---
license: apache-2.0
base_model: Qwen/Qwen3-TTS-12Hz-1.7B-CustomVoice
pipeline_tag: text-to-speech
tags:
  - text-to-speech
  - tts
  - qwen3-tts
  - tensorrt
  - tensorrt-edge-llm
  - onnx
language:
  - en
  - zh
  - ja
  - ko
  - de
  - fr
  - ru
  - pt
  - es
  - it
---

# Qwen3-TTS-12Hz-1.7B-CustomVoice — TensorRT-Edge-LLM ONNX (FP16)

ONNX export of **[Qwen/Qwen3-TTS-12Hz-1.7B-CustomVoice](https://huggingface.co/Qwen/Qwen3-TTS-12Hz-1.7B-CustomVoice)**
for use with **[NVIDIA TensorRT-Edge-LLM](https://github.com/NVIDIA/TensorRT-Edge-LLM) v0.7.1**. FP16.

> ⚠️ **These files are NOT a plug-and-play model.**
> They are the *intermediate ONNX* consumed by Edge-LLM's engine builder.

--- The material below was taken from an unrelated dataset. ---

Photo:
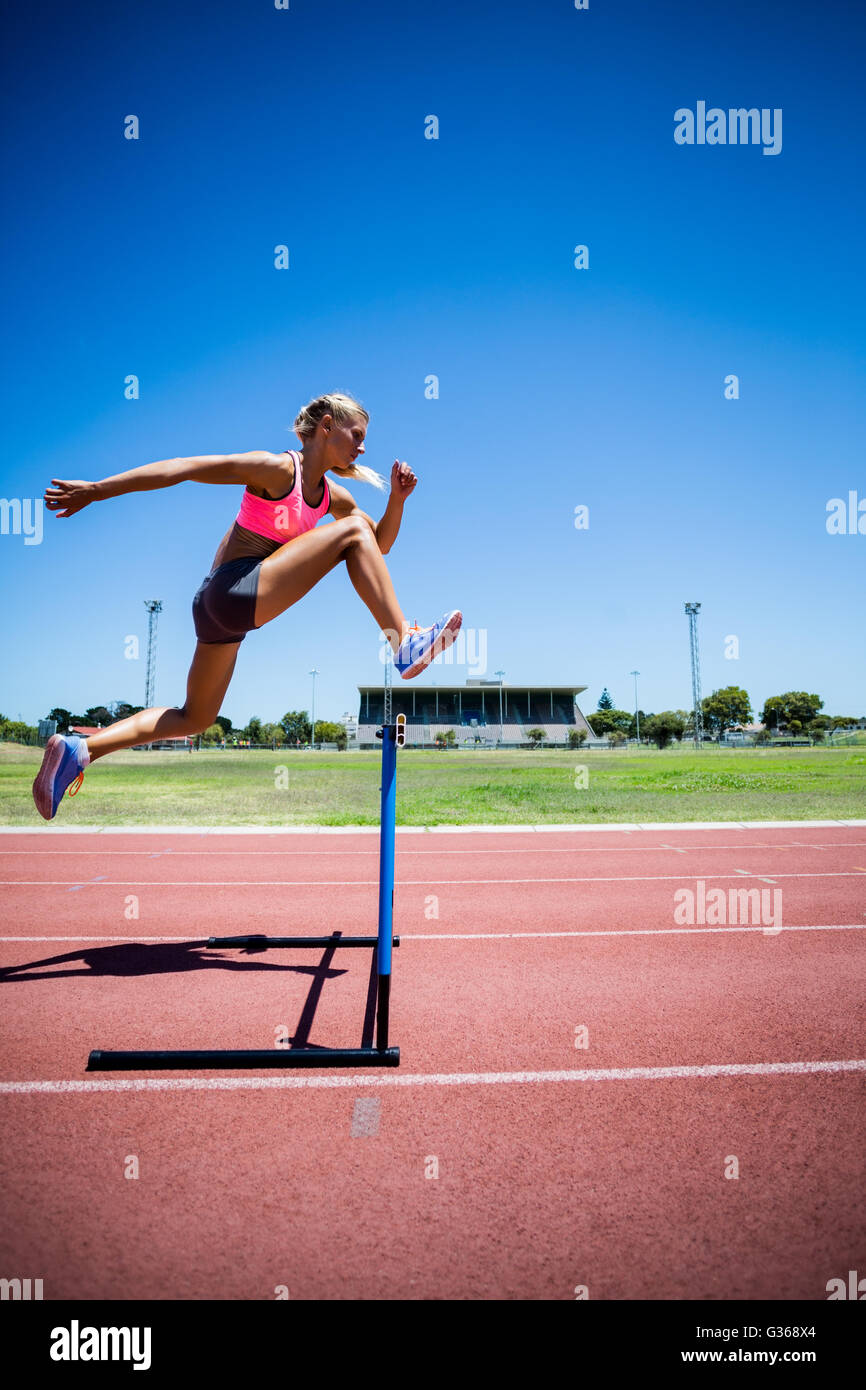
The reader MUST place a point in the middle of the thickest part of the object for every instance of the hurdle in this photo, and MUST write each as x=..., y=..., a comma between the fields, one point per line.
x=378, y=1054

The Talker/CodePredictor
> graphs contain Edge-LLM's custom `AttentionPlugin` op and a runtime-bound `lm_head`, so they **will
> not run in stock ONNX Runtime or generic TensorRT**. You must use TensorRT-Edge-LLM: build engines
> on your device, then run its `qwen3_tts_inference`. See **Usage**.

## Contents
```
llm/             # Talker (TalkerCausalLM) — model.onnx + model.onnx.data (FP16, ~2.83 GB) + sidecars
code_predictor/  # CodePredictor (residual RVQ codebooks) — model.onnx + .data + lm_heads / codec_embeddings / ...
code2wav/        # Code2Wav vocoder — model.onnx + .data
```
Keep each `model.onnx` next to its `model.onnx.data` (external weights) and the sidecar
`*.safetensors` / `tokenizer.json` in the same directory.

## Requirements
- TensorRT-Edge-LLM **v0.7.1** (version matters — the ONNX op/loader conventions are version-specific).
- An NVIDIA GPU with CUDA/TensorRT supported by Edge-LLM.

## Usage (build engines on your device, then run)
```bash
# Build TensorRT-Edge-LLM v0.7.1, then point at its plugin:
export EDGELLM_PLUGIN_PATH=$PWD/build/libNvInfer_edgellm_plugin.so

# Build the 3 engines from this ONNX (per-GPU; ~5 min):
./build/examples/llm/llm_build          --onnxDir llm            --engineDir engines/talker         --maxInputLen 4096 --maxKVCacheCapacity 4096 --maxBatchSize 1
./build/examples/llm/llm_build          --onnxDir code_predictor --engineDir engines/code_predictor --maxInputLen 4096 --maxKVCacheCapacity 4096 --maxBatchSize 1
./build/examples/multimodal/audio_build --onnxDir code2wav       --engineDir engines/code2wav

# Run inference (input.json: speaker + messages; see Edge-LLM TTS docs):
./build/examples/omni/qwen3_tts_inference \
  --talkerEngineDir engines/talker --code2wavEngineDir engines/code2wav/code2wav \
  --tokenizerDir llm --inputFile input.json --outputAudioDir out
# -> out/audio_req0.wav (24 kHz)
```

**Speakers:** `ryan, serena, aiden, vivian, dylan, eric, uncle_fu, ono_anna, sohee`

## Notes
- These are regenerable from the base model:
  `python -m llm_loader.export_all_cli Qwen/Qwen3-TTS-12Hz-1.7B-CustomVoice <out_dir>` (Edge-LLM export tools).
- Some GPU architectures may require runtime/kernel adjustments in Edge-LLM for correct output —
  verify your generated audio (e.g. transcribe it) before relying on it.

## License & attribution
Apache-2.0, inherited from the base model **Qwen/Qwen3-TTS-12Hz-1.7B-CustomVoice** (© Alibaba / Qwen).
This repository redistributes an ONNX conversion of those weights. Please cite Qwen.